2. Nach diesen Maßstäben sind die den Gesellschaftern Y, X und Z gewährten Beträge nicht als Einnahmen aus Vermietung und Verpachtung anzusehen, sondern mindern die Anschaffungskosten der Immobilie. Bei der Klägerin handelt es sich um einen geschlossenen Immobilienfonds. Ihre Gesellschafter haben sich in modelltypischer Weise zusammengeschlossen, um die Fondsimmobilie zu errichten, zu vermieten und zu verwalten. Dementsprechend sind alle Aufwendungen, die von den Anlegern geleistet werden, als Anschaffungskosten und nicht als sofort abziehbare Werbungskosten zu beurteilen (st. Rechtsprechung des BFH; vgl. , BFHE 196, 77, BStBl II 2001, 717, und vom IX R 10/96, BFHE 195, 310, BStBl II 2001, 720). Zu diesen Anschaffungskosten rechnen auch die Provisionen für die Vermittlung des Eigenkapitals (vgl. , BFHE 167, 102, BStBl II 1992, 883; BFH-Urteil in BFHE 196, 77, BStBl II 2001, 717), die auf Grund der vertraglichen Vereinbarungen an die Kapitalvermittler gezahlt werden mussten. Unerheblich ist, dass die Klägerin die Provisionen zahlen musste, während die Kapitalvermittler an die Gesellschafter Y, X und Z zurückzahlten. Denn bei einem geschlossenen Immobilienfonds sind alle dem Fonds zugrunde liegenden Verträge als einheitliches Vertragswerk zu würdigen (vgl. dazu näher das Grundsatzurteil vom heutigen Tag IX R 20/98, m.w.N.).

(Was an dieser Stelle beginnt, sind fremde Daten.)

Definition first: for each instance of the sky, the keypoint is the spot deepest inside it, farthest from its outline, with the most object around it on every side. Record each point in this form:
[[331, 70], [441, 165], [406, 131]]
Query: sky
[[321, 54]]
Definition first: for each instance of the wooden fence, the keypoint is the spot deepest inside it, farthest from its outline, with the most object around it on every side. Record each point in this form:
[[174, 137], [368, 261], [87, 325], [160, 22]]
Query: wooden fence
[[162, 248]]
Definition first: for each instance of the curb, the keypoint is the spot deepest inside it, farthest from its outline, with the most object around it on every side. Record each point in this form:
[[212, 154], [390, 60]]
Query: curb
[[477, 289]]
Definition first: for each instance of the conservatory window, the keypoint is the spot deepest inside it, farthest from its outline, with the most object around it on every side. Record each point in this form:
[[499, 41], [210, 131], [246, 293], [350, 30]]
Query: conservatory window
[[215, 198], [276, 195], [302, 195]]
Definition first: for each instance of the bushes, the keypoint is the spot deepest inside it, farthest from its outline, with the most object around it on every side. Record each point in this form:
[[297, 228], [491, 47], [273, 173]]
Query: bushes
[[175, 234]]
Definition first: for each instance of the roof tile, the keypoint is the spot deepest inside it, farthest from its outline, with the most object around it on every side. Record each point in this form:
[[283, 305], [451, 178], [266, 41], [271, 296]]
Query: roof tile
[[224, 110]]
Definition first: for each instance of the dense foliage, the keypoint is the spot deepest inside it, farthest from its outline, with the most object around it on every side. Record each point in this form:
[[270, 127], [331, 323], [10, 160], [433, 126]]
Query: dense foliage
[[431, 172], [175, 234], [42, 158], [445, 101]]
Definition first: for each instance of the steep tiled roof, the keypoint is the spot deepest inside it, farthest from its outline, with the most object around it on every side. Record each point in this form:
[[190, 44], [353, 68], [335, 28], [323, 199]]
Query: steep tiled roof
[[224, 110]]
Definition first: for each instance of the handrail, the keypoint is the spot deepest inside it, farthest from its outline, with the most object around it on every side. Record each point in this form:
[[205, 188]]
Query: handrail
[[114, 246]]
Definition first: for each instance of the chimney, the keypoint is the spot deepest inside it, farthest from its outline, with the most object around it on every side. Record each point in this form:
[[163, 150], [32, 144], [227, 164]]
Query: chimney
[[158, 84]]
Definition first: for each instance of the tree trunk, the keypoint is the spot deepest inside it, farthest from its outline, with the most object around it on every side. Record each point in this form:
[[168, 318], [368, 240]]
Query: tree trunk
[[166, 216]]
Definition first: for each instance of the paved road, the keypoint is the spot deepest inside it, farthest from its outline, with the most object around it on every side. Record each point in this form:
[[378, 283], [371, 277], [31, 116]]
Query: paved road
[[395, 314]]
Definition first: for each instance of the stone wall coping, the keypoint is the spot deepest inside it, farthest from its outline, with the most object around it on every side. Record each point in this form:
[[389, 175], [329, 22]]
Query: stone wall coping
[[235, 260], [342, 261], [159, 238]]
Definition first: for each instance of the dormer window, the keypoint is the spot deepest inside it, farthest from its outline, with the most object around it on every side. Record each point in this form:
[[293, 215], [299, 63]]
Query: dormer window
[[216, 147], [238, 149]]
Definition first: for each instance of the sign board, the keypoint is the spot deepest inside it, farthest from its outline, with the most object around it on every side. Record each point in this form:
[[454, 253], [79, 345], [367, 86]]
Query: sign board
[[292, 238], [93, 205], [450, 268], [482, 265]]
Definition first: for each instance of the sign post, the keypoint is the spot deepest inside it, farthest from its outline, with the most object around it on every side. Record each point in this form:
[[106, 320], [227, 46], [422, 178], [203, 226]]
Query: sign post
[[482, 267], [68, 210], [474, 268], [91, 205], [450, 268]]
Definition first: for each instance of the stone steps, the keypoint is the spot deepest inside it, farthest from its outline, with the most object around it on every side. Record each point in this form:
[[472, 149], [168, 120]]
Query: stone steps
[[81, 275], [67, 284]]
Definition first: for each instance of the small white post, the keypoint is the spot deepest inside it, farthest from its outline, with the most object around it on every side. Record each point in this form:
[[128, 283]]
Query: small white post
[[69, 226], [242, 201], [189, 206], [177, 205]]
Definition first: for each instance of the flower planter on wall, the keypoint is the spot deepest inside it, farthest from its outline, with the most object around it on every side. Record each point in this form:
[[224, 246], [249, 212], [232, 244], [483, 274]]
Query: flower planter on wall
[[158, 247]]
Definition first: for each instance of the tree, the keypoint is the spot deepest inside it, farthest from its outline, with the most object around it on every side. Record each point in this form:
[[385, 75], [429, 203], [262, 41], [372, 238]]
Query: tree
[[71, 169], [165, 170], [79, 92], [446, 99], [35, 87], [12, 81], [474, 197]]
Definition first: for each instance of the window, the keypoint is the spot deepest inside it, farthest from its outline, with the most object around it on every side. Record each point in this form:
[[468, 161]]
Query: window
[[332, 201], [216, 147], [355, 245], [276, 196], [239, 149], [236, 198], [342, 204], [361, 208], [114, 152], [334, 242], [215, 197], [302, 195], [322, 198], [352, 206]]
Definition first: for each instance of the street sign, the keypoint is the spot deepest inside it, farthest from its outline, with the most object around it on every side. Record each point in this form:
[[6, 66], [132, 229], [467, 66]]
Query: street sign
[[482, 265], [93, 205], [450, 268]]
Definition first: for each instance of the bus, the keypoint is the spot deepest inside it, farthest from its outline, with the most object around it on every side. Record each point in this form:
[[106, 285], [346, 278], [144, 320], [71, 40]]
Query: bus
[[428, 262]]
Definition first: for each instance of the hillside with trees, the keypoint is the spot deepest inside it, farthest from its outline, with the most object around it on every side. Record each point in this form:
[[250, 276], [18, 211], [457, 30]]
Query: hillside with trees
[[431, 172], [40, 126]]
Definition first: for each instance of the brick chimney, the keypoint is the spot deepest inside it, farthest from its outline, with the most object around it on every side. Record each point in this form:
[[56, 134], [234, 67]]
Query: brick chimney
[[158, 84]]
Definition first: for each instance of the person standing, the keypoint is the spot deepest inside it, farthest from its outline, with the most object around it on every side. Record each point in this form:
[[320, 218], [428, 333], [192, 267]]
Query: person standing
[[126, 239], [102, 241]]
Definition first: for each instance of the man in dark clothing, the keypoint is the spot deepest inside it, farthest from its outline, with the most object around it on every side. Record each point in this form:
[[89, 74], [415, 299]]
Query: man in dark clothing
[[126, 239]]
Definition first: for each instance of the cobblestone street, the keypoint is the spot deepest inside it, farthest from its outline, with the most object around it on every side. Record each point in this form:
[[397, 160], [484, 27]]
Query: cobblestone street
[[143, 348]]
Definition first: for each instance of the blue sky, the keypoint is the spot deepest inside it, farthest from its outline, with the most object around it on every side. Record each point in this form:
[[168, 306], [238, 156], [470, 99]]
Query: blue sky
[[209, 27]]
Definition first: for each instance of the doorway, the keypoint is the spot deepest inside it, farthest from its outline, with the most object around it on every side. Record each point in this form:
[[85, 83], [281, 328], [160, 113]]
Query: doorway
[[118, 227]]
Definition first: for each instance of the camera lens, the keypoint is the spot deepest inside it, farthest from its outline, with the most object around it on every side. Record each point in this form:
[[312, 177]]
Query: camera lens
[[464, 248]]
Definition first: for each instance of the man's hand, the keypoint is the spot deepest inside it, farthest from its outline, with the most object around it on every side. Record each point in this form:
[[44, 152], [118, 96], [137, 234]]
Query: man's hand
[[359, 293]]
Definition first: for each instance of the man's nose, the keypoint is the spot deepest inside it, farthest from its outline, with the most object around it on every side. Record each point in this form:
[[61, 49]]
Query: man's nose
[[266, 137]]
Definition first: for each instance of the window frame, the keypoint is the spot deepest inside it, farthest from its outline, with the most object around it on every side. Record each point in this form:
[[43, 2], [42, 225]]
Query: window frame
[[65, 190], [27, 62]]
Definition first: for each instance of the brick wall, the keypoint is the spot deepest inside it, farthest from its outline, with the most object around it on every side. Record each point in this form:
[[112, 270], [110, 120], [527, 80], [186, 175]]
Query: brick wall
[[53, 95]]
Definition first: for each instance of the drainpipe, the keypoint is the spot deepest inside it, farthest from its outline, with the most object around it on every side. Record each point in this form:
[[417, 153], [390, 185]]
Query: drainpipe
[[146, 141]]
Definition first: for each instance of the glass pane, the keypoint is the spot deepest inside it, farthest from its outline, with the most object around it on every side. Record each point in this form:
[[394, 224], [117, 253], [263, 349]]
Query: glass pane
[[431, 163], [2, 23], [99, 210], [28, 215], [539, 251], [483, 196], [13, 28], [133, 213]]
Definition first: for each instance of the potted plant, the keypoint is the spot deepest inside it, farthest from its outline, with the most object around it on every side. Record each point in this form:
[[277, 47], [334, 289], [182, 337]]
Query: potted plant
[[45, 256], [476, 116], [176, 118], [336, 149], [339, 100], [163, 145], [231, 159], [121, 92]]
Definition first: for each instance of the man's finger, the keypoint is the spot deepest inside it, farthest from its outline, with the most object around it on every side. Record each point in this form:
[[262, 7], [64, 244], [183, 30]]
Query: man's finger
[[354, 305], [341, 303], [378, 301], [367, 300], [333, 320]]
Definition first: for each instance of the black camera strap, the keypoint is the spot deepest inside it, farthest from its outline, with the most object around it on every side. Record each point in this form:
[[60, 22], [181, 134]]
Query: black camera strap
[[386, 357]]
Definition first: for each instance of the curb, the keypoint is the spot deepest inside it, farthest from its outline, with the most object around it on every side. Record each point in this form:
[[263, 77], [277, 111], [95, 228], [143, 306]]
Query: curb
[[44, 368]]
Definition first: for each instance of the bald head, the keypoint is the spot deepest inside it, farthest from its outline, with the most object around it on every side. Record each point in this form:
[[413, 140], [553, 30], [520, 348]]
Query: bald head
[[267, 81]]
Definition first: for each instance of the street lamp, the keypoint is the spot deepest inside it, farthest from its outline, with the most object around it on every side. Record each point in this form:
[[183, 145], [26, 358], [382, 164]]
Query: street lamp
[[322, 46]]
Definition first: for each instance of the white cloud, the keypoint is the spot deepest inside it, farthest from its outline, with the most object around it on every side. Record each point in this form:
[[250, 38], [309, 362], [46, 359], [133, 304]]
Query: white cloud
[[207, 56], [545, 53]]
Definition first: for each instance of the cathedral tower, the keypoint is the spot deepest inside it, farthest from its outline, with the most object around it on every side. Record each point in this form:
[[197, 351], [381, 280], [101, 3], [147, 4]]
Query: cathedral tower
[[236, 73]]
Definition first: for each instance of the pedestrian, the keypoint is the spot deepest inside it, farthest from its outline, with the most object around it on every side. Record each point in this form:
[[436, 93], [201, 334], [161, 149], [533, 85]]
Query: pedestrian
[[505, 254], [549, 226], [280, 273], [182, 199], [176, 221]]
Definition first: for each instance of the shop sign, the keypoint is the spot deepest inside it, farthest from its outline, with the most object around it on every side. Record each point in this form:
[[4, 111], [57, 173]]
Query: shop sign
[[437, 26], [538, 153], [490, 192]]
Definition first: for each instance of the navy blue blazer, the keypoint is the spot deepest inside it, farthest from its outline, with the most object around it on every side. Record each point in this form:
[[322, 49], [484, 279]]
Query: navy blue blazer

3. Der Senat darf die in der Feststellung des Gesamtüberschusses unzutreffend berücksichtigten Werbungskosten (6 v.H. Eigenkapitalvermittlungsgebühren) auch nicht mit den hier streitigen gesondert festgestellten Sondereinnahmen der betreffenden Gesellschafter saldieren. Denn die Klägerin hat den Feststellungsbescheid nur in Bezug auf die gesondert festgestellten Sondereinnahmen der drei Gesellschafter angegriffen. Nur diese Feststellungen sind Streitgegenstand. Hingegen ist der Gesamtüberschuss, in den die Werbungskosten —quotal verteilt auf alle Gesellschafter— eingeflossen sind, in Bestandskraft erwachsen (vgl. die st. Rechtsprechung, z.B. , BFHE 179, 335, BStBl II 1996, 219, und vom IX R 245/87, BFHE 168, 248, BStBl II 1992, 890).

Folgerichtig darf der Senat auch nicht die wegen der zurückgeführten Anschaffungskosten verminderten AfA-Beträge bei den Gesellschaftern, die Provisionsnachlässe erhalten haben, als Sondereinnahmen erfassen. Denn es gibt keine Rechtsgrundlage, für die betroffenen Gesellschafter Berichtigungen zu den Ansätzen der Gesellschaft vorzunehmen. Vielmehr beeinflusst die Minderung der Anschaffungskosten den Gesamtüberschuss der GbR und kann allein aus verfahrensrechtlichen Gründen nicht erfasst werden. Ob eine Berichtigungsmöglichkeit z.B. gemäß § 174 AO 1977 besteht, hat der Senat nicht zu prüfen, weil dazu ein besonderes Verfahren erforderlich wäre.

Indes ist der Senat im Streitfall aus prozessualen Gründen daran gehindert, die festgestellten Sondereinnahmen in vollem Umfang aufzuheben. Denn die Klägerin hat die beschriebene Kompensation mit der verminderten AfA-Bemessungsgrundlage auf der Ebene der Gesellschafter bereits im Antrag nachvollzogen. Sie hat nämlich lediglich beantragt, die Sondereinnahmen um die Beträge zu reduzieren, die den Unterschied ausmachen zwischen den im angefochtenen Bescheid festgestellten Sondereinnahmen und den auf die betroffenen Gesellschafter entfallenden verminderten AfA-Beträgen. Hieran ist der BFH nach § 96 Abs. 1 Satz 2 i.V.m. § 121 FGO gebunden.

4. Da das FG von anderen Grundsätzen ausgegangen ist, muss die Vorentscheidung aufgehoben werden. Die Sache ist spruchreif. Die im angefochtenen Bescheid enthaltenen (gesonderten) Feststellungen von Sondereinnahmen gegenüber den Gesellschaftern Y, X und Z, mit denen das FA im Streitjahr die Provisionsnachlässe als Einnahmen aus Vermietung und Verpachtung erfasst hat, sind im beantragten Umfang zu ändern.